Il y a des aveux qui font l’effet d’un coup de tonnerre. Alexander Ceferin, président de l’UEFA depuis 2016 et homme fort du football européen, a publiquement reconnu lors d’une conférence organisée à Madrid ne plus saisir la logique des décisions arbitrales.
Une sortie fracassante, aussi rare qu’inattendue, qui résonne comme un cri d’alarme au sommet de l’institution.
Quand le patron du foot européen dit tout haut ce que tout le monde pense tout bas
Les quarts de finale de la Ligue des Champions ont une nouvelle fois cristallisé les tensions autour de l’arbitrage. Le FC Barcelone n’a toujours pas digéré l’expulsion de Pau Cubarsi face à l’Atlético Madrid lors du match aller, une décision jugée sévère par une large partie des observateurs. Dans le même temps, le Real Madrid fulminait contre le deuxième carton jaune reçu par Eduardo Camavinga, une sanction qui a considérablement facilité la qualification du Bayern Munich. Deux cas parmi tant d’autres qui alimentent, semaine après semaine, un procès en légitimité contre les hommes en noir.
Mais entendre le dirigeant slovène lui-même confesser sa perplexité, c’est une tout autre dimension. « Parfois, les supporters ne peuvent pas comprendre les différentes interprétations des règles d’un match à l’autre, et je les comprends : moi non plus, je n’y comprends plus rien », a-t-il déclaré sans détour. Une phrase qui, dans la bouche du patron de l’UEFA, prend une résonance particulière — et embarrassante.

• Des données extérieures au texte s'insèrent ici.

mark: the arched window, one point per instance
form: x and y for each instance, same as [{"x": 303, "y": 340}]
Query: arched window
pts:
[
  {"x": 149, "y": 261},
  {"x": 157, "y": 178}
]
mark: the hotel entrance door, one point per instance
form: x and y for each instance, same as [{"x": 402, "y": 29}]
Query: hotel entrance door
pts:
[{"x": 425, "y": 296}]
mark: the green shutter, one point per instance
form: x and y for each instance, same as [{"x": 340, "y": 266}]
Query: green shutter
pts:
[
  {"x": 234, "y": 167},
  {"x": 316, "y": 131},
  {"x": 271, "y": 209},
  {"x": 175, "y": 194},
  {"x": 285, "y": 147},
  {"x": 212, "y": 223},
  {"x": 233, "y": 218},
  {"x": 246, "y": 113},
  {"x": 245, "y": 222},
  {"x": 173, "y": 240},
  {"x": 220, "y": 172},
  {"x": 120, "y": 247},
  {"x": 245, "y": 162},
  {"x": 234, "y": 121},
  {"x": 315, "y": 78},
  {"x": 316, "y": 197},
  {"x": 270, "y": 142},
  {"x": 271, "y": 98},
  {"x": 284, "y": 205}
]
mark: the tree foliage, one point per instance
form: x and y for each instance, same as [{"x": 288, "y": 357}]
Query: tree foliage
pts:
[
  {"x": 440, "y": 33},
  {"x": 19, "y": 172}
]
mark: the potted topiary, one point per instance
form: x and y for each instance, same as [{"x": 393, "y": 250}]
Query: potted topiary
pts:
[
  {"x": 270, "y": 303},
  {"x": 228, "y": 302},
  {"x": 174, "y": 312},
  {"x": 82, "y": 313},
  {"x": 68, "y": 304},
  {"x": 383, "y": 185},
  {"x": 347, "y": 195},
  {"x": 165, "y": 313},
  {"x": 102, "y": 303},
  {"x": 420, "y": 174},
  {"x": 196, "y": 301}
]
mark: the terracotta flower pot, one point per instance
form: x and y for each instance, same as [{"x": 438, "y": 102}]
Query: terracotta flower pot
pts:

La règle de la main, symbole d’un football devenu illisible
Ceferin a choisi un exemple précis pour illustrer l’absurdité ambiante : la règle du jeu de main dans la surface de réparation. Depuis plusieurs saisons, cette disposition sème le chaos dans les stades et dans les salons. Penalty ou pas ? Intentionnel ou involontaire ? Les interprétations varient d’un arbitre à l’autre, d’une compétition à l’autre, parfois d’un match à l’autre pour le même arbitre. « Personne n’y comprend rien. Si c’est penalty ou pas, si c’est intentionnel ou non… Comment le savoir ? Vous n’êtes pas psychiatre ! », a-t-il ironisé, soulevant des rires dans la salle mais pointant une réalité profondément problématique.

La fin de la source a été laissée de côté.